The man has two Ph.D.s. He gets the hint. Congressmen do favors for friends every day. That’s why the real news on Capitol Hill is never in the newspapers. If Minsky wants any more favors from us, he knows he has to help us with this.
“So neutrinos, eh?” he finally asks.
I smile. So does Viv — but as she turns her head slightly, glancing out the window, I can tell she’s still searching for Janos. We’re not gonna outrun him without a head start.
“Let me do it like this,” Minsky says, quickly shifting into professor mode. He holds the unbent paperclip up like a tiny pointer, then motions downward, from the ceiling to the floor. “As we sit here right now, fifty billion — not million — fifty billion neutrinos are flying from the sun, through your skull, down your body, out the balls of your feet, and down through the nine floors below us. They won’t stop there, though — they’ll keep going past the concrete foundation of the building, straight through the earth’s core, through China, and back out to the Milky Way. You think you’re just sitting here with me, but you’re being bombarded right now. Fifty billion neutrinos. Every single second. We live in a sea of them.”
“But are they like protons? Electrons? What are they?”
He looks down, trying not to make a face. To the educated man, there’s nothing worse than a layperson. “In the subatomic world, there are three kinds of particles that have mass. The first and heaviest are quarks, which make up protons and neutrons.

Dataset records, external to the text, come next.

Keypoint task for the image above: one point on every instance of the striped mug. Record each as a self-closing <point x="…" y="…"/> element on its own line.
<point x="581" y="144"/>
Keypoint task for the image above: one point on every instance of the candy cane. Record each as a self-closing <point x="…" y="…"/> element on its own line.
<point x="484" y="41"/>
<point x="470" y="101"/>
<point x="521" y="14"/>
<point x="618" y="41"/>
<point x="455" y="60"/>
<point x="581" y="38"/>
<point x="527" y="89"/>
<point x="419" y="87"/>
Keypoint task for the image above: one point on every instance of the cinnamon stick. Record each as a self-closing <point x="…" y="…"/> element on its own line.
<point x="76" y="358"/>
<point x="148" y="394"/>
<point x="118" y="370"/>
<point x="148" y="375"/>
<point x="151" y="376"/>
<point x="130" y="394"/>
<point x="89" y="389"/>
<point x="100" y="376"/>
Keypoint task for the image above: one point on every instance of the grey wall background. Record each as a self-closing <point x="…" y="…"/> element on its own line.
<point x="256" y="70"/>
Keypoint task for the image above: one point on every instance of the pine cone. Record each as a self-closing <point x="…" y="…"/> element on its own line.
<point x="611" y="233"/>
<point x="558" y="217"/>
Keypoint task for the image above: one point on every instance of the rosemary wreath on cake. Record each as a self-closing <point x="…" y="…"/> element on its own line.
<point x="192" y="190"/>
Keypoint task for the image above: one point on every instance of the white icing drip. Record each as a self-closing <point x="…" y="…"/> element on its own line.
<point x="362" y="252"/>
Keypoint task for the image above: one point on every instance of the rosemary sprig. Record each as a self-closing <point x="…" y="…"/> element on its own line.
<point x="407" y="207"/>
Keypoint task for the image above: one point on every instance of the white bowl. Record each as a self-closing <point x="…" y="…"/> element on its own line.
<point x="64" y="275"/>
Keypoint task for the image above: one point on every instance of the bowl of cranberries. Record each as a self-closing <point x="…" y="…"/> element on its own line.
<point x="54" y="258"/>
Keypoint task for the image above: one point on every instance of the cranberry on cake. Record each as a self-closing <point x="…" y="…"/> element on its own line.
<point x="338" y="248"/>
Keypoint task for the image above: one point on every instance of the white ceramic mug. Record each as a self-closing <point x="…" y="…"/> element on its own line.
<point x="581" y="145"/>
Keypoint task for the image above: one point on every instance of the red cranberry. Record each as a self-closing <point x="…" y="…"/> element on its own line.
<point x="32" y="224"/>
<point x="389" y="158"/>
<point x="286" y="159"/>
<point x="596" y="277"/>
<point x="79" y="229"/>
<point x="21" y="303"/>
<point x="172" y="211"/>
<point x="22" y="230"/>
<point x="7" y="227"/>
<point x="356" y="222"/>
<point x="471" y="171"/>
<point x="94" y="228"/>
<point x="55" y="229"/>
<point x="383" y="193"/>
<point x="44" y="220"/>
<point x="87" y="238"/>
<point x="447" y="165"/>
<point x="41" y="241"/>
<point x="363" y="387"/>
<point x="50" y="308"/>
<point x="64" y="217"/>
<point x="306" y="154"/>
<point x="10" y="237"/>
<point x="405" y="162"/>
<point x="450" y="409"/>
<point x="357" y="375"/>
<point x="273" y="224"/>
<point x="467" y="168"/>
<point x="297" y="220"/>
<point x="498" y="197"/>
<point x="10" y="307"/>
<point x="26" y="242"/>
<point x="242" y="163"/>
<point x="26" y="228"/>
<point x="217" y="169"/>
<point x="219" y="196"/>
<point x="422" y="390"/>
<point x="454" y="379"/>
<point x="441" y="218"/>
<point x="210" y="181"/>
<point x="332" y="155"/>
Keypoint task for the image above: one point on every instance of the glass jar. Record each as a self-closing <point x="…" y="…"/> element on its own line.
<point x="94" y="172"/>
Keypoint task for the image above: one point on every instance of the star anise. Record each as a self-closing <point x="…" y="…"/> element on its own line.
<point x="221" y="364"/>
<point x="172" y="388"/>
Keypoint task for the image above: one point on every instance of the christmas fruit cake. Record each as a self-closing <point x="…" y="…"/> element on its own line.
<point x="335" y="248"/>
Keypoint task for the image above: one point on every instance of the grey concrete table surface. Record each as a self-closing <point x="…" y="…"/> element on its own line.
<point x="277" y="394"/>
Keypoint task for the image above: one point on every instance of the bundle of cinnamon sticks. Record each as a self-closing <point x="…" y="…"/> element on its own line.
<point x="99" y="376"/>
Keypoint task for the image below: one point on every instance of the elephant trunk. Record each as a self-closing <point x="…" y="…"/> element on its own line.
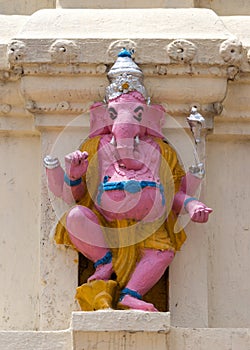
<point x="126" y="139"/>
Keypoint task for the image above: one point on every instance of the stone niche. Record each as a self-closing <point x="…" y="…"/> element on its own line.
<point x="55" y="69"/>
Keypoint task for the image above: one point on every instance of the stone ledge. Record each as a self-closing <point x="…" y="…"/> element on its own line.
<point x="35" y="340"/>
<point x="120" y="320"/>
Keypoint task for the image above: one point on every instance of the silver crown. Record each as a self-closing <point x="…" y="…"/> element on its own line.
<point x="125" y="76"/>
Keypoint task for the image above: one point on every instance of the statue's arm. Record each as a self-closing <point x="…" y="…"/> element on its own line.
<point x="184" y="200"/>
<point x="67" y="185"/>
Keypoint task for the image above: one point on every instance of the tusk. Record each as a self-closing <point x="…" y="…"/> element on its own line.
<point x="137" y="140"/>
<point x="113" y="141"/>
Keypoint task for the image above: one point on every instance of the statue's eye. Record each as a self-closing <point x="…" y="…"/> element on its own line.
<point x="138" y="113"/>
<point x="112" y="113"/>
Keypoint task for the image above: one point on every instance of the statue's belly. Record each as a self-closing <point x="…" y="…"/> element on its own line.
<point x="139" y="200"/>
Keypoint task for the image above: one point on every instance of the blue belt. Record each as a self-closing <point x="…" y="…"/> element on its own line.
<point x="131" y="186"/>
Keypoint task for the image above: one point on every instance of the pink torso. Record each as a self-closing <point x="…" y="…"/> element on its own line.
<point x="144" y="203"/>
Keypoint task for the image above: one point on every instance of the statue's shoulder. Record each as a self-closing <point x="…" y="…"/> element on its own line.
<point x="90" y="145"/>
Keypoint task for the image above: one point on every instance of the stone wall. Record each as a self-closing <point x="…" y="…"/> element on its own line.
<point x="52" y="67"/>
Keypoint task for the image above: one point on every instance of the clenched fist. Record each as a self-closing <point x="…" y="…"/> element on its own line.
<point x="76" y="164"/>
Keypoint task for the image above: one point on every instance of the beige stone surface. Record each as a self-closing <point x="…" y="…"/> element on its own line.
<point x="24" y="7"/>
<point x="20" y="245"/>
<point x="60" y="340"/>
<point x="229" y="244"/>
<point x="226" y="7"/>
<point x="123" y="4"/>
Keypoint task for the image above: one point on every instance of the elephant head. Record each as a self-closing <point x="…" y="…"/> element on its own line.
<point x="128" y="120"/>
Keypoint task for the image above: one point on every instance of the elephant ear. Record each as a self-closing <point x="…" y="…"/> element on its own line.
<point x="155" y="120"/>
<point x="99" y="120"/>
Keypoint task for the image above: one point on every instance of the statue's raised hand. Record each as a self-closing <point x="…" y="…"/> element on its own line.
<point x="76" y="164"/>
<point x="198" y="211"/>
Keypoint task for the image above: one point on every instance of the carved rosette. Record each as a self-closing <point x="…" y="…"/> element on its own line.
<point x="230" y="51"/>
<point x="63" y="51"/>
<point x="116" y="46"/>
<point x="182" y="50"/>
<point x="16" y="51"/>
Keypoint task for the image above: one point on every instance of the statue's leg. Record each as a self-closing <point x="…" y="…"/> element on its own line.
<point x="87" y="236"/>
<point x="146" y="274"/>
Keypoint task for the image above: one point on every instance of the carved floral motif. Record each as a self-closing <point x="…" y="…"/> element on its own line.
<point x="16" y="51"/>
<point x="182" y="50"/>
<point x="230" y="51"/>
<point x="63" y="51"/>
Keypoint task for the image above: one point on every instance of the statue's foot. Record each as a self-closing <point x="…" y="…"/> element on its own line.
<point x="102" y="272"/>
<point x="129" y="302"/>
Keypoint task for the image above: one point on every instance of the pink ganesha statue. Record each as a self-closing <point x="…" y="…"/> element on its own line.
<point x="126" y="188"/>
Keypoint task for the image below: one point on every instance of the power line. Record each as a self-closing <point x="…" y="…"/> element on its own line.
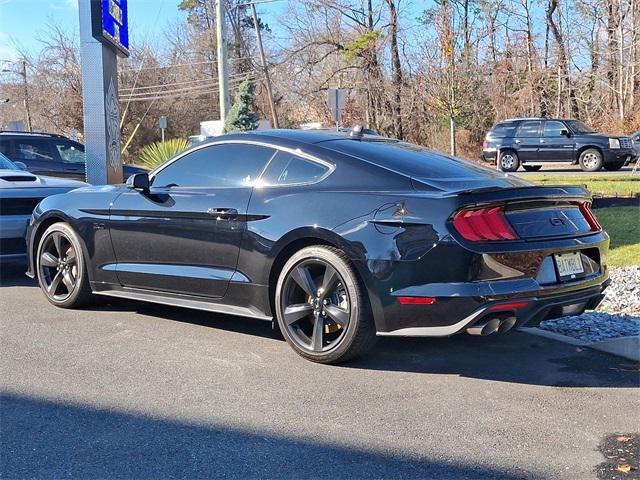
<point x="235" y="59"/>
<point x="178" y="93"/>
<point x="208" y="80"/>
<point x="183" y="89"/>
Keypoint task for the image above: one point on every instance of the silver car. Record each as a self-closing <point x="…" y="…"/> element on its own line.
<point x="20" y="192"/>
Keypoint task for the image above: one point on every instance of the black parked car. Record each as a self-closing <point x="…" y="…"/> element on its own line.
<point x="340" y="238"/>
<point x="532" y="141"/>
<point x="50" y="154"/>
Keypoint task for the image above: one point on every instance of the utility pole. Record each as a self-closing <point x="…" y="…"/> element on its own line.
<point x="26" y="94"/>
<point x="223" y="73"/>
<point x="267" y="79"/>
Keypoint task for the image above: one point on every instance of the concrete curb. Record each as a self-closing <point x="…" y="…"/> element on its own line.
<point x="625" y="347"/>
<point x="554" y="336"/>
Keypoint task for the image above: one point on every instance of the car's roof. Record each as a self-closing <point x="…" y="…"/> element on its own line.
<point x="304" y="136"/>
<point x="534" y="118"/>
<point x="16" y="133"/>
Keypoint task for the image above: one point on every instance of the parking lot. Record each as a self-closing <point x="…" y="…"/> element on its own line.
<point x="126" y="389"/>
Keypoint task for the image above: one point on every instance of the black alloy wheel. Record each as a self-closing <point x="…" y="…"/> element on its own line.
<point x="321" y="310"/>
<point x="60" y="267"/>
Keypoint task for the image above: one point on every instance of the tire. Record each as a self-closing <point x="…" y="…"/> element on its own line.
<point x="613" y="166"/>
<point x="508" y="161"/>
<point x="590" y="160"/>
<point x="60" y="262"/>
<point x="322" y="308"/>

Then, there’re electrons and their relatives, which are even lighter. And finally come neutrinos, which are so incredibly lightweight there are still some doubters out there who argue they don’t have mass at all.”
I nod, but he knows I’m still lost.
“Here’s the significance,” he adds. “You can calculate the mass of everything you see in a telescope, but when you add all that mass up, it’s still only ten percent of what makes up the universe. That leaves ninety percent unaccounted for. So where’s the missing ninety percent? As physicists have asked for decades: Where’s the missing mass of the universe?”
“Neutrinos?” Viv whispers, accustomed to being a student.
“Neutrinos,” Minsky says, pointing the paperclip her way. “Of course, it probably isn’t the full ninety percent, but a portion of it… they’re the leading candidate.”
“So if someone’s studying neutrinos, they’re trying to…”
“… crack open the ultimate treasure chest,” Minsky says. “The neutrinos that we’re swimming in right now were produced at the big bang, at supernovas, and even, during fusion, at the heart of the sun. Any idea what those three things have in common?”
“Big explosions?”
“Creation,” he insists. “That’s why physicists are trying to figure them out, and that’s why they gave the Nobel to Davis and Koshiba a few years back. Unlock neutrinos and you potentially unlock the nature of matter and the evolution of the universe.”
It’s a nice answer, but it doesn’t get me any closer to my real question. Time to be blunt. “Could they be used to build a weapon?”